Culture: Hippo vs. Facts
i never thought that this might happen, but on friday it did:
We carried out several tests on a kind of personalisation. We took the location of the user into account while calculating package tour offers for teasers. All test showed the same result: the click-rate went down. My interpretation is the different price level, because by adding a parameter the price level rises. Regarding booking there were no conclusive results.
While discussing new personalisation ideas, we got to the point where i had to mention these results ( 3 diffentent tests ) in order to make us focus on different ideas for personalisation. At this point the hippo entered "the stage" and said: "I can not imagine, that these results are valid. I am expecting a completely different result. Only explanation: The test must be wrong."
Did you ever experience something like this? What did you do? I mean, the tests were really simple and there was obviously not much space to do something wrong ;-)
Have a nice weekend
Thanks for reaching out!
Sometimes the results that you get from your experiments can be surprising. You must be glad that you ran a test to find out what your visitor's behavior is like so you can take data-driven decision versus taking decisions based on assumptions.
As for the HiPPo that entered the room, your can re-assure him: Optimizely shows accurate results that are trusted everyday by some of the largest companies.

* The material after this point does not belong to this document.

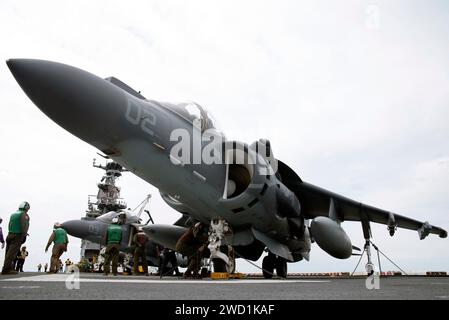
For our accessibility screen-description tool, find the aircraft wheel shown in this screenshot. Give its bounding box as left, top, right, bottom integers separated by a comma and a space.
262, 256, 275, 279
276, 257, 287, 278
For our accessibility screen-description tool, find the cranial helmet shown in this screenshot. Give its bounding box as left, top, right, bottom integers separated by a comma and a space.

Let me know if there is anything anything that I can do to help,
I agree with @DavidS - use quantitative data to provide a stronger position against assumptions. In addition, if possible, I would suggest rerunning the experiment to see if you get different insight.
That's a tricky situation!
My first step is to empathize with your executive; as you've probably experienced, data discrepancies on digital advertising, analytics, etc., are widespread (Avinash Kaushik's 2008 article 'Ultimate Web Analytics Data Reconciliation Checklist' is still, sadly, highly relevant 8 years later).
This is an industry-wide problem, and puts undue accountability on the role of the development, PM, QA, and analyst stakeholders to constantly be proving data validity while also proving or disproving test hypotheses and other data trends.**
This (the data discrepancy issue) unfortunately gives those interpreting the data 'wiggle room' to selectively accept what the data is telling them, which is a limiting form of cognitive bias. (Which of course we all struggle with. In that Wikipedia list, you could ascribe your 'HiPPO' to no fewer than 4 of these biases. Semmelweis Reflex, Observer Expectancy Effect, Conservatism (belief revision), and most well-known, Confirmation bias. While to me this might mean we have some redundancy in our psychological models, it also is a fine indicator of just how prevalent this form of bias is.)
So, we may need to recognize that, to a degree, the 'cat may be out of the bag'. You might be unearthing a longer term, bigger issue // opportunity to drive cultural change, than you might think indicated by this single result. Bringing additional rigor to your process, effectively socializing the surprising results of experimentation via 'which test won' type games, may help, but cultural change takes time.
So, with all this being said, there's still some things you can do right now:
- I loved the suggestion to re-run the experiment. It will give you a chance to re-prove that the data is in fact correct, to be highly explicit with all parties about the assumptions underlying the test (such as the segment definitions and goal criteria).
- Acknowledge that even really good strategy needs to be iterated upon to be successful. (This is basically why A/B testing works and is so important). Let's assume your exec is correct, in that these segments and offers are strategically sound (It was a little unclear to me in your description exactly what you are working through). Let's remember that very small variables, such as the visual presentation of button colors, or the font size of prices, or the location of an image, can affect user behavior in surprising ways. Think and document some of the variables that could be improved or edited in this personalization idea (such as the language of the offers, the visual presentation in terms of styling, colors, etc., and the price level iteself), and use that list to propsoe iterations that can be further tested through.
- Set a time to walk through your executive through the ways the test 'may be wrong'. It is very important to be very clear and not suffering from bias yourself here, to understand
_ is the analytics data feeding the experiment result correct?
_ are the segments defined correctly?
_ what about the result is precisely so surprising or unintuitive to the HiPPO?
_ walk through the variations so that all parties are fully versed in the detail.
And as a word of advice, the more precise and streamlined you make this communication, the more quickly you may be able to come to an amicable next step.
So @CouchPsycho , there is certainly a lot at play here, and we as a group don't have all of the context necessary to figure it all out. I hope this response is helpful, and please continue to reach out to the community as you go through this process.
(To proactively fight this phenomenon, I'd recommend you document, socialize, and strictly adhere to a process that uses a QA checklist and strong QA methodology. Additionally, documenting and socializing experiment development process will both ensure quality and demonstrate rigor to the broader organization. Bringing procedural rigor through a consistent reporting framework, that consistently communicates results in a template fashion, at a consistent cadence, with agreed-upon expectations about how results will be acted on, should also help. However, this forward-thinking work won't solve your current problem, just set you up for long term success.)